Profiting From a Bankrupt GM

Chrysler's taken the plunge. General Motors (NYSE: GM) has mounted the diving board. And the question now is, who's best placed to profit from a GM bankruptcy -- or more generally, the seismic changes taking place in the auto market?

The usual suspects

Some would suggest it's the Big Three Japanese automakers who will thrive from Detroit's demise. Toyota (NYSE: TM) has already won the title of "world's biggest automaker." Meanwhile, Nissan (Nasdaq: NSANY) and Honda (NYSE: HMC) should both benefit from weaker U.S. competition.

From my point of view, though, "none of the above" is the biggest potential profiteer from Detroit's implosion. To find the real winner, you need to train your binoculars not east, but north. To Canada. To Magna International (NYSE: MGA).

And now, for something completely different

Nearly four years ago, I laid out a roadmap for how North America's car industry might rise from the ashes of Detroit. Key to the plan was the arising of a "new" automaker -- one unburdened by the exorbitant legacy costs of the old Big Three automakers, having vast experience in the auto industry, capable of building its own cars, and most important of all, possessing that rarest of auto industry skills: Earning a profit.

GM? No, MM. Magna Motors

All of which fits Magna International to a "T." Over more than a century in business, Magna has proven itself arguably the best auto parts company on the planet. It sells parts to all of the automakers named above, and a few dozen more that aren't. And when I say "auto parts," I'm not even doing Magna justice. This company goes beyond churning out brake pads and steering wheels, folks. It builds whole cars.

In March, we learned that Ford (NYSE: F) has hired Magna to build the guts for its first-ever electric car -- a Focus spinoff that will travel 100 miles without drinking a drop of petrol, expected to hit dealer lots in 2011. Nor is Ford the only "carmaker" outsourcing its primary function to Magna.

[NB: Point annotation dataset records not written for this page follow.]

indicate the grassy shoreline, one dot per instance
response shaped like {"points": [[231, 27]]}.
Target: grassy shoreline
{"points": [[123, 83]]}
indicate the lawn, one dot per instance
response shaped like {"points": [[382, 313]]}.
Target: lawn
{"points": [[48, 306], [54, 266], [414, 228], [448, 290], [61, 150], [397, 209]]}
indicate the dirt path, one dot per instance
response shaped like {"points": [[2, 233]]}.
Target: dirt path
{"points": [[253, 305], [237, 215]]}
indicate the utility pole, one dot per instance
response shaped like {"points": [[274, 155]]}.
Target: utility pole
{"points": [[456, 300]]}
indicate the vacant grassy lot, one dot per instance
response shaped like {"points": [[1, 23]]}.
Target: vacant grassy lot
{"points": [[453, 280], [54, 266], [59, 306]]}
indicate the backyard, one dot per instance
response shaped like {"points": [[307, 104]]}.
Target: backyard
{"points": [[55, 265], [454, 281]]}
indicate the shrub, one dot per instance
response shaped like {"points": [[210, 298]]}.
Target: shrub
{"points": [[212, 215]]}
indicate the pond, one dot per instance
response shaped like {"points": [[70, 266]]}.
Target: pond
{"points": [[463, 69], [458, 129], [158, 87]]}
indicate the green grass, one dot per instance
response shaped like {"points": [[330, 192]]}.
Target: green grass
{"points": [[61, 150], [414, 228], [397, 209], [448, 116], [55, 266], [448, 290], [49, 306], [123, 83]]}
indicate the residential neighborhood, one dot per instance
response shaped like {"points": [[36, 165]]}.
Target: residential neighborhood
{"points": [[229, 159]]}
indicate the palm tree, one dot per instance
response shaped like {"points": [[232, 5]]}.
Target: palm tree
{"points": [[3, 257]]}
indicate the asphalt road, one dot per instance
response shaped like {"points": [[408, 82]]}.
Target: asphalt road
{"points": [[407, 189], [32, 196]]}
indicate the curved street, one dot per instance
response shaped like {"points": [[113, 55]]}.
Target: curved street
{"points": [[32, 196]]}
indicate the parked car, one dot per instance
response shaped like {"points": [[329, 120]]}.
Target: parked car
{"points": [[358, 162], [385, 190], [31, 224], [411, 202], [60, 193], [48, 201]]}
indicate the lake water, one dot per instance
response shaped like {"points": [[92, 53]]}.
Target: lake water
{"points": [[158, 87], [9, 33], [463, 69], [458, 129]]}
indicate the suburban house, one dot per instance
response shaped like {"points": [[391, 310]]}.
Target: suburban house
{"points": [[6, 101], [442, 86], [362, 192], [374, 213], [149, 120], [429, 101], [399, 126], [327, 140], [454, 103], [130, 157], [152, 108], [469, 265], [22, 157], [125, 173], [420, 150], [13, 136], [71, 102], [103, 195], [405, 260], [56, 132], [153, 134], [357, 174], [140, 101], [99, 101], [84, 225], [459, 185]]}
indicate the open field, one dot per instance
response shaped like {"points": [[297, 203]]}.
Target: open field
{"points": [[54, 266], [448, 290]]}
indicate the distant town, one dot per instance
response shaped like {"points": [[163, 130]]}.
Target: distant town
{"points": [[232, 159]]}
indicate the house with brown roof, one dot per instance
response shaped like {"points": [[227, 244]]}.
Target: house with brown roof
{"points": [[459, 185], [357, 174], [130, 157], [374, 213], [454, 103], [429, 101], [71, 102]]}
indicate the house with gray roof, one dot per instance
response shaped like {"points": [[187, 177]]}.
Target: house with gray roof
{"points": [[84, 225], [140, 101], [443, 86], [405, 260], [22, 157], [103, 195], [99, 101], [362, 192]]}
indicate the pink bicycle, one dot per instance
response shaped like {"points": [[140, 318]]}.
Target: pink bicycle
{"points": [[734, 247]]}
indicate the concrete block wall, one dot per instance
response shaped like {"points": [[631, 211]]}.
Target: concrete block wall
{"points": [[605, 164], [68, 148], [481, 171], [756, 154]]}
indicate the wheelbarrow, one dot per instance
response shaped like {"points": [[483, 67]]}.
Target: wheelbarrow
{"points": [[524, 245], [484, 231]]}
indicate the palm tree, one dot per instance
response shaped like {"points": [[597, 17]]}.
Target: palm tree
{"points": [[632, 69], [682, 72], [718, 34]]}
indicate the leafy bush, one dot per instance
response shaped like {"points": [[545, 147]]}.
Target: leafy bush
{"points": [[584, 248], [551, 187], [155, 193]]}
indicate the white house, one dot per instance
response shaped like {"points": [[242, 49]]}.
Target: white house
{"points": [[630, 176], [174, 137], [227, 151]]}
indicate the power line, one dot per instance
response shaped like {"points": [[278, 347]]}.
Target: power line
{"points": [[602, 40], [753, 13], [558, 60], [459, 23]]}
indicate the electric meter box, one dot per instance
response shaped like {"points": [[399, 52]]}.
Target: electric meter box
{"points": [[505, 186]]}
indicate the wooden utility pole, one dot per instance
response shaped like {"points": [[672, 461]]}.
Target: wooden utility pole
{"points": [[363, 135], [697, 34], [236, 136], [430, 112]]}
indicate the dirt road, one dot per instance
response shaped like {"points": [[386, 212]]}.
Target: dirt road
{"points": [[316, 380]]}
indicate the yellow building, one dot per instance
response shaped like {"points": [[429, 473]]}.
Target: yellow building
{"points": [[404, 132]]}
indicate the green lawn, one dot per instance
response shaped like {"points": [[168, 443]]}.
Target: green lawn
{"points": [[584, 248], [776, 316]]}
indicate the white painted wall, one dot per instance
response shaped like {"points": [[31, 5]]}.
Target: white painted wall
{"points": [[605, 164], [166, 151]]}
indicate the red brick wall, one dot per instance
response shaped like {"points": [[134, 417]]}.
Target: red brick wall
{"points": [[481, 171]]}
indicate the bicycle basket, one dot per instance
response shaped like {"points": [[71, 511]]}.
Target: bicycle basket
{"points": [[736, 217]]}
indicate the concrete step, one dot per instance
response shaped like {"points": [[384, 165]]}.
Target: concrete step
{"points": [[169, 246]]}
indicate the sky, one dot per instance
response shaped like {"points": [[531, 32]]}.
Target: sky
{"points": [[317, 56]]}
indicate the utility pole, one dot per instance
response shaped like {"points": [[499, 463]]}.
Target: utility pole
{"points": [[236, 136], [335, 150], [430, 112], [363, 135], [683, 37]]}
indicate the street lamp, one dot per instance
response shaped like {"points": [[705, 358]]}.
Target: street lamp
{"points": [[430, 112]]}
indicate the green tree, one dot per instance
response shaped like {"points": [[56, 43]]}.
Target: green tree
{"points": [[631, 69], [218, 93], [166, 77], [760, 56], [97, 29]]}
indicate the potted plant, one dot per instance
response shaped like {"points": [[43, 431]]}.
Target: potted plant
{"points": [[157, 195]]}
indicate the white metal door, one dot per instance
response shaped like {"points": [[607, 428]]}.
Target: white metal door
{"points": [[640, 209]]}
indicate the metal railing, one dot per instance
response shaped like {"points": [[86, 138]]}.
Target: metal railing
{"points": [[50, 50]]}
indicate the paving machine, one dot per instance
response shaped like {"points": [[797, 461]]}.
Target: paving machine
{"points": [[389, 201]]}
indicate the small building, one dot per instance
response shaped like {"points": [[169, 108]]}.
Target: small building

Magna's Chief Technical Officer for the Americas, Ted Robertson, says the Focus's guts are: "a generic system we were designing so it could be put into anybody's vehicle." (Much like how Microsoft (Nasdaq: MSFT) puts its Sync system in Fords today, but has the right to sell it also to other companies any time they're ready.) Thus, Magna threatens to turn the rest of the industry into essentially a big marketing and distribution shop, while Magna makes the actual cars -- and much of the profits.

And that's just the start

Two years ago, Magna tried to become a "carmaker" in its own right, when it "lost" the bidding war for Chrysler (is there such a thing as a Pyrrhic loss?) Last month, we learned that Magna hasn't given up the dream, either. It's trying again, this time bidding -- whether with or against Fiat is still in question -- to take a stake in GM's European Opel division.

So to sum up, the global auto industry has been turned on its head, with Chrysler bankrupt and soon to be owned by its own union, GM en route to becoming "Government Motors," and now even the Japanese automakers are posting losses. With everyone else now in full-scale rout, here comes Magna International, hitting the accelerator and driving to disrupt the industry even further.

But is the price right?

The opportunity for Magna to thrive is clearly present. But... what about the price tag? I mean, the stock sells for almost a 60 P/E. Is this really something you can afford to invest in?

While that P/E may be off-putting at first, other measures of valuation suggest the stock could indeed present a compelling bargain. The value of its assets, for example. Magna's tangible book value amounts to $54.61 per share. That makes the $37 per share price look like pretty quite a sweet discount from sticker price.

Or the scale of its profits. In one of the worst markets for selling cars -- and car parts -- imaginable, Magna generated $315 million in free cash flow last year. Over the five years before that, the company generated more than $3.34 billion -- an average of $668 million per year.

Clearly, this is one car company that knows how to make a buck. And speaking of bucks, Magna's balance sheet shows nearly $2.8 billion in cash, and almost $200 million more in long-term investments. Long term debt amounts to a piddling $143 million, while pension obligations -- that hobgoblin of carmakers south of the (U.S.-Canada) border -- come to just under a modest $300 million.

At today's price, Magna's stock alone sells for just under 13 times trailing free cash flows. For a company that most analysts think will grow at 11.65% annually over the next five years, that seems reasonable. For a company as cash-heavy as Magna is, it's downright cheap.

While Detroit flounders, and even Tokyo shows itself capable of losing money, Canadian Magna continues to motor on.So it looks like Magna shareholders could be in for one very profitable ride.